The need to finance critical infrastructure projects and manage liability has pushed government to consider issuing sovereign bonds of up to US$3 billion at “least cost” and minimum prudent level of risk.

According to Ken Ofori-Atta, Finance Minister, government would explore the possibility of issuing one or a combination of bonds based on market conditions whether Eurobond or Green bond.

“We inherited over GH¢120 billion of debt at very high interest rates. Even though we have brought down interest rates considerably, we are still saddled with a sizeable amount of expensive debt. As such, in 2019, we will spend over GH¢16 billion of our revenue (over 26.6%) on interest payments. This amount can be considerably reduced if we refinance our debt at much lower interest rates.
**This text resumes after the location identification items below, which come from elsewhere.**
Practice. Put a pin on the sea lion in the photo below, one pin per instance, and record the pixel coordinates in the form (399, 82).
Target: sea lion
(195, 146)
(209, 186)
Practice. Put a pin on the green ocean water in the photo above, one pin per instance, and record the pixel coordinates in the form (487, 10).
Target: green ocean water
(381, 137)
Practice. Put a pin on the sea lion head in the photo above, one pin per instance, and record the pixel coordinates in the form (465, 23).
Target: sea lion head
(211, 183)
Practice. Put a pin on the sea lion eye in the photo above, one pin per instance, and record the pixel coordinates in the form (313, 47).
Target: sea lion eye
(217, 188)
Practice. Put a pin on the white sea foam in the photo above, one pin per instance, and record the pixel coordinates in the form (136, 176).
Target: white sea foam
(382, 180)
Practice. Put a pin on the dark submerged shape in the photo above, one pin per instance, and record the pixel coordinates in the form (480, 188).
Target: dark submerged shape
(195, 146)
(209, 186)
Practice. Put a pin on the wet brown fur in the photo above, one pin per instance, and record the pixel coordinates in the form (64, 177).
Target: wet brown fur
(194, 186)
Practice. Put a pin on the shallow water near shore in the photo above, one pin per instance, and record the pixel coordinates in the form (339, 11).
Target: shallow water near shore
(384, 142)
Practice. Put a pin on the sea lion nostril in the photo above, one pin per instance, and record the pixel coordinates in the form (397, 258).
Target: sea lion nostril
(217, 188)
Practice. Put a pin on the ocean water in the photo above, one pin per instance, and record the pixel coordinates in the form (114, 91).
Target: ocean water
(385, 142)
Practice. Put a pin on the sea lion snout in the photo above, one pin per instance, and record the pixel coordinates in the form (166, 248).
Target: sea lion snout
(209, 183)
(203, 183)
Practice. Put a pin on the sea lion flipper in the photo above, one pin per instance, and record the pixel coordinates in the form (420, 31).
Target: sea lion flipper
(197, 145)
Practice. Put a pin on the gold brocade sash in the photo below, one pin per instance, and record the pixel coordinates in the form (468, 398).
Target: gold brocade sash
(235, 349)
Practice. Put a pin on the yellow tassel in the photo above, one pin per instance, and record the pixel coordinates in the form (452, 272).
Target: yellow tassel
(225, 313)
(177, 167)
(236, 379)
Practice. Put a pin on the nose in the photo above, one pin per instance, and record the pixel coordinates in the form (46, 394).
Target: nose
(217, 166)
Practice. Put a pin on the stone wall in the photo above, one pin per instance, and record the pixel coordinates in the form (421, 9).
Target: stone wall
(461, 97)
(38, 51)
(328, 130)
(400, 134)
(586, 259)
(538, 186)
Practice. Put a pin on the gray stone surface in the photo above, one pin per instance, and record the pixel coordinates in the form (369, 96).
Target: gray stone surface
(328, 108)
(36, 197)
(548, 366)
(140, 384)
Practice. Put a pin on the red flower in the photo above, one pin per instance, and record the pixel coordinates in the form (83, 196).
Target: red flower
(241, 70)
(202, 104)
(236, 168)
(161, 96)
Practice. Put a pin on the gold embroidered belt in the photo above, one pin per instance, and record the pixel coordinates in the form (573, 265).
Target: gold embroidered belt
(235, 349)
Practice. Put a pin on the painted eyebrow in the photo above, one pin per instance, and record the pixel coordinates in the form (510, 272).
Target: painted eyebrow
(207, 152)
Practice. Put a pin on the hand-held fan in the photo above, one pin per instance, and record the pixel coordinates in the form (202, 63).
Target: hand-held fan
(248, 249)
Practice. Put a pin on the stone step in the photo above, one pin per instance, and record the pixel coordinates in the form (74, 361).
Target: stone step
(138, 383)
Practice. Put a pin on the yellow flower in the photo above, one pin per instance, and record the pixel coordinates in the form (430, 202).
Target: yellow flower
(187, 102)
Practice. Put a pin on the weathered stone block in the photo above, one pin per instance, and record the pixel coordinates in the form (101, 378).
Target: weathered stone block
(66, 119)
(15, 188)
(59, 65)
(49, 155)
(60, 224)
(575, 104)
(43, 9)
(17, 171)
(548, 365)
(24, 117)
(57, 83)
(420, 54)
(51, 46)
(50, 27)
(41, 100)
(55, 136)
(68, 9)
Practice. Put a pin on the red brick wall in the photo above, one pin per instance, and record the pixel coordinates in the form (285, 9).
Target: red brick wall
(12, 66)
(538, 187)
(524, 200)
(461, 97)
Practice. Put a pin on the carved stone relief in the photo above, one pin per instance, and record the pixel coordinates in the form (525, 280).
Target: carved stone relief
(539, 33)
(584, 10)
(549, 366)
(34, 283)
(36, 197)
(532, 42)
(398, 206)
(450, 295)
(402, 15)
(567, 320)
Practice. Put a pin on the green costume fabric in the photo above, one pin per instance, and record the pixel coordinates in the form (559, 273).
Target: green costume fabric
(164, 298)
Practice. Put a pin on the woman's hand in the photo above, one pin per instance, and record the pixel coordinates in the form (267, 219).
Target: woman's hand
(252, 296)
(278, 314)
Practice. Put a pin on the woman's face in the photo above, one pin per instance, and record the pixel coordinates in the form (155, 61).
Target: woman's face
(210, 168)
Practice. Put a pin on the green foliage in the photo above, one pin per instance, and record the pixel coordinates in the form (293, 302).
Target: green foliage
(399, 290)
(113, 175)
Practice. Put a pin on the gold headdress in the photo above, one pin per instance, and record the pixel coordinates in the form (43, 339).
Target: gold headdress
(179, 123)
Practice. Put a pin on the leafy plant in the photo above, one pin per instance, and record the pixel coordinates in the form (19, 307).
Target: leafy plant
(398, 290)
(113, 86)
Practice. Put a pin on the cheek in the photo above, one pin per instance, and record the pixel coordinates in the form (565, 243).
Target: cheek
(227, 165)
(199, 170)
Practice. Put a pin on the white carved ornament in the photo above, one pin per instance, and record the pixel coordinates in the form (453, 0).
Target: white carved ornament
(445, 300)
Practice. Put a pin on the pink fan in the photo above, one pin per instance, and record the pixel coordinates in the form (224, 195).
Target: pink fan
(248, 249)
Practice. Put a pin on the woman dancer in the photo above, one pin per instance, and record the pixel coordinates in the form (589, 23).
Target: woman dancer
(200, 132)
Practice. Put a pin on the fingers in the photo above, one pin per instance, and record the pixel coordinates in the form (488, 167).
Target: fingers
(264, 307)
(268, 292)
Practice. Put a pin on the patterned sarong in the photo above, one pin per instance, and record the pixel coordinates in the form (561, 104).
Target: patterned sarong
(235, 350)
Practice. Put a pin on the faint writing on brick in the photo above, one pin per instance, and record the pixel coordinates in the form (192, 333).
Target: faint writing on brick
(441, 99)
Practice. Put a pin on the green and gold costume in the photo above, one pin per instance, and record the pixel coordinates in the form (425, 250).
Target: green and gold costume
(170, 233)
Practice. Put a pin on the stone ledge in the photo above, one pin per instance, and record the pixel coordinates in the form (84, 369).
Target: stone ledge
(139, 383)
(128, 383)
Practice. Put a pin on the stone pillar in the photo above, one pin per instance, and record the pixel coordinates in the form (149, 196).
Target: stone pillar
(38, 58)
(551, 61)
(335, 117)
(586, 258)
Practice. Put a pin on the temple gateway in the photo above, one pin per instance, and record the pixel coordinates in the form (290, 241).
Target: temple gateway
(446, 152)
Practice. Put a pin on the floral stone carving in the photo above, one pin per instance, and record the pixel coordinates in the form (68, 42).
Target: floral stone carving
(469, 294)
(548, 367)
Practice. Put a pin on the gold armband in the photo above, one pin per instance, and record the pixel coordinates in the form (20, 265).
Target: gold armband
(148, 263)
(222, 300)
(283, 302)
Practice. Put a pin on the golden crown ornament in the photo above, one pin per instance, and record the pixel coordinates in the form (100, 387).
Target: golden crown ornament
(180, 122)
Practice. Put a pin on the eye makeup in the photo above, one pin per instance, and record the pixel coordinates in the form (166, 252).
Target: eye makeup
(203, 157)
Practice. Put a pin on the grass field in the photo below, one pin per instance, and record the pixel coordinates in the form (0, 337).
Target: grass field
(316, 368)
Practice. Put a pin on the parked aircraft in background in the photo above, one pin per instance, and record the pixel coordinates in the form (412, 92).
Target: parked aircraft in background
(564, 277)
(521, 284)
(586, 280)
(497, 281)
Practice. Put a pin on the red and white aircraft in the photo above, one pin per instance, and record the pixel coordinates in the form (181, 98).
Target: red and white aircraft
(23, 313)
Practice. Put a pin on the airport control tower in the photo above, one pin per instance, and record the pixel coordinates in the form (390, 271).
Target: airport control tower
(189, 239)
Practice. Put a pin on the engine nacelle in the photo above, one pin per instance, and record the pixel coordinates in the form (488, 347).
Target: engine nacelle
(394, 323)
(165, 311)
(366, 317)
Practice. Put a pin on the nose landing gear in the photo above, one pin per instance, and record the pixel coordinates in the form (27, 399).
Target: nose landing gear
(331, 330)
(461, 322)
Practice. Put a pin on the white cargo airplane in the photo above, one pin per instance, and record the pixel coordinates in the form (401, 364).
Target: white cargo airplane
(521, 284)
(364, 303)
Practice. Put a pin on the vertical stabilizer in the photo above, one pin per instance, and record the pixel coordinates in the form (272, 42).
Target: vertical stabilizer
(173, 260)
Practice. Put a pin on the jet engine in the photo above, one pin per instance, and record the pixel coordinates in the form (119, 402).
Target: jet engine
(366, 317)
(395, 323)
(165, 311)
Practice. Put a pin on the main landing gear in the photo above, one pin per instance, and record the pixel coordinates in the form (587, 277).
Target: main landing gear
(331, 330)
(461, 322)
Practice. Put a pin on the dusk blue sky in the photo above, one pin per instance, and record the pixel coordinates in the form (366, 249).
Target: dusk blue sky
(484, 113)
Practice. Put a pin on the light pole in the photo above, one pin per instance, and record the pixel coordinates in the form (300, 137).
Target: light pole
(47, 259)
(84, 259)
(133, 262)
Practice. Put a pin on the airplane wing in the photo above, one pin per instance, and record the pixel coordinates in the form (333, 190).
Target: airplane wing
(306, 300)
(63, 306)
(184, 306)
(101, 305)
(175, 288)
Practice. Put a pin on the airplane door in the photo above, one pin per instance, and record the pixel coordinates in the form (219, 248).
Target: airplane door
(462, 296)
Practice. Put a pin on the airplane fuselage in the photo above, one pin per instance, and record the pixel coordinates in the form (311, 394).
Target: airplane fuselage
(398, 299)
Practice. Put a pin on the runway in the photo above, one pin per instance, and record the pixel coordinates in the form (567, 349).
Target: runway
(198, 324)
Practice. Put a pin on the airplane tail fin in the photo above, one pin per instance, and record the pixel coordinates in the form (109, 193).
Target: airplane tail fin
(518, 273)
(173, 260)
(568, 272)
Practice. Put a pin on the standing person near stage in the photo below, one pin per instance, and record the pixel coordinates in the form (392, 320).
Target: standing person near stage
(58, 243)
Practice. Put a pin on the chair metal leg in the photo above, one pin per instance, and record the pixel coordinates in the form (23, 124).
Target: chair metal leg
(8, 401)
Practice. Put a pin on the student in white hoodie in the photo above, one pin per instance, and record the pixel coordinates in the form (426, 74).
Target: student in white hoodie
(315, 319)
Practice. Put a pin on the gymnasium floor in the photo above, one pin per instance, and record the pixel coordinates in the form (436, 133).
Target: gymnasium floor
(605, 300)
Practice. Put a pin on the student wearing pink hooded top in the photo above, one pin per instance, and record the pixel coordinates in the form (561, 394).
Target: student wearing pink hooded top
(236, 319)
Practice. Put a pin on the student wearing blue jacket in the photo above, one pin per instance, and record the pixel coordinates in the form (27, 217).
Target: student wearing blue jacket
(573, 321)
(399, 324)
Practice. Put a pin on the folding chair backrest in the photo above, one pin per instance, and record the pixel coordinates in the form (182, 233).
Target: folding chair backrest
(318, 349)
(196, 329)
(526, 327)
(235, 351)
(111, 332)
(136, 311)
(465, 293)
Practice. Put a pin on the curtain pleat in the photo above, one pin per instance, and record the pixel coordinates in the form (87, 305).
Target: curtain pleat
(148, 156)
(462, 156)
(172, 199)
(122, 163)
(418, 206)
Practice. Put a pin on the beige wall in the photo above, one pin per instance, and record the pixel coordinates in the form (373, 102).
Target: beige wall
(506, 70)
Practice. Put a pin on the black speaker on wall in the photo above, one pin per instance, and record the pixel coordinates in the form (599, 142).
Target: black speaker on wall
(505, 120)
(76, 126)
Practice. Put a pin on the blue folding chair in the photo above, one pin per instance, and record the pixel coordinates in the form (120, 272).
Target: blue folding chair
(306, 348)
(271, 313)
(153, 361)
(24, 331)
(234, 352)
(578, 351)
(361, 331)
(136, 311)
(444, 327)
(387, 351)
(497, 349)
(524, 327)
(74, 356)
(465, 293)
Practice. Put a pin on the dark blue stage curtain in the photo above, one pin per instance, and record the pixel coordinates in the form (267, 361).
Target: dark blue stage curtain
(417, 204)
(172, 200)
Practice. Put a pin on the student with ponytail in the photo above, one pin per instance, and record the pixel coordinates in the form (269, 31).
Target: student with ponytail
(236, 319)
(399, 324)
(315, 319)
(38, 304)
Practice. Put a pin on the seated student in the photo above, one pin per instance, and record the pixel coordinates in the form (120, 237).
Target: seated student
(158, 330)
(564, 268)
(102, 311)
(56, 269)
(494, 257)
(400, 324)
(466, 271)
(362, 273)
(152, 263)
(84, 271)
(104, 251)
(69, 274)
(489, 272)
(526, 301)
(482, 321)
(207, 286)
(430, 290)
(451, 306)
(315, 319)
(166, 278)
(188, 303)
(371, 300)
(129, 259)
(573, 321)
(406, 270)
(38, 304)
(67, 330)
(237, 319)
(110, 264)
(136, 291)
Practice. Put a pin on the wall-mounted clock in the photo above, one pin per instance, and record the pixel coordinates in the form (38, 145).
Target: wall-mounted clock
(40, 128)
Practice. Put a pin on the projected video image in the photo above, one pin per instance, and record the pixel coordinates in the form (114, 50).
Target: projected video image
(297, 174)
“A 10 percent reduction in the interest rates translates into over GH¢1.6 billion in savings; almost enough to pay for Free SHS in 2019.”

Explaining further, Mr. Ofori-Atta said the move would help provide government with the wherewithal to refinance expensive liabilities.

“It’s an important bulwark for Ghana’s post IMF status, it indicates a country with a long-term plan, a country that can programme its infrastructure needs, a country that can provide adequate foreign exchange reserves.”

Government announced its intention to issue longer dated sovereign bonds this year as part of its bilateral engagement with other countries.

He said the phase of massive economic transformation required a more ambitious financing arrangement and the capacity to retire about half of the country’s existing debt, which was issued during a high interest rate environment during the previous administration.

“The decision to raise these ultra-long-term bonds is not intended to derail our debts sustainability path, but rather to enhance it.

“If we really want to uplift ourselves out of this hand-to-mouth existence and put our country Ghana on a firm trajectory of growth and prosperity, we will need to source long-term affordable financing to invest in strategic infrastructure over the medium to long-term.”

He also emphasised that “we shall issue sovereign bonds of longer tenor either as green bonds or Eurobonds on the international capital markets and also structure a Sovereign Century Fund for our bilateral investor partners. The Sovereign Century Fund shall engage on a bilateral basis to raise long-term concessional financing to underwrite our other commercial infrastructure needs through GIIF, GIADEC, PPP projects and other entities, as well as liability management.”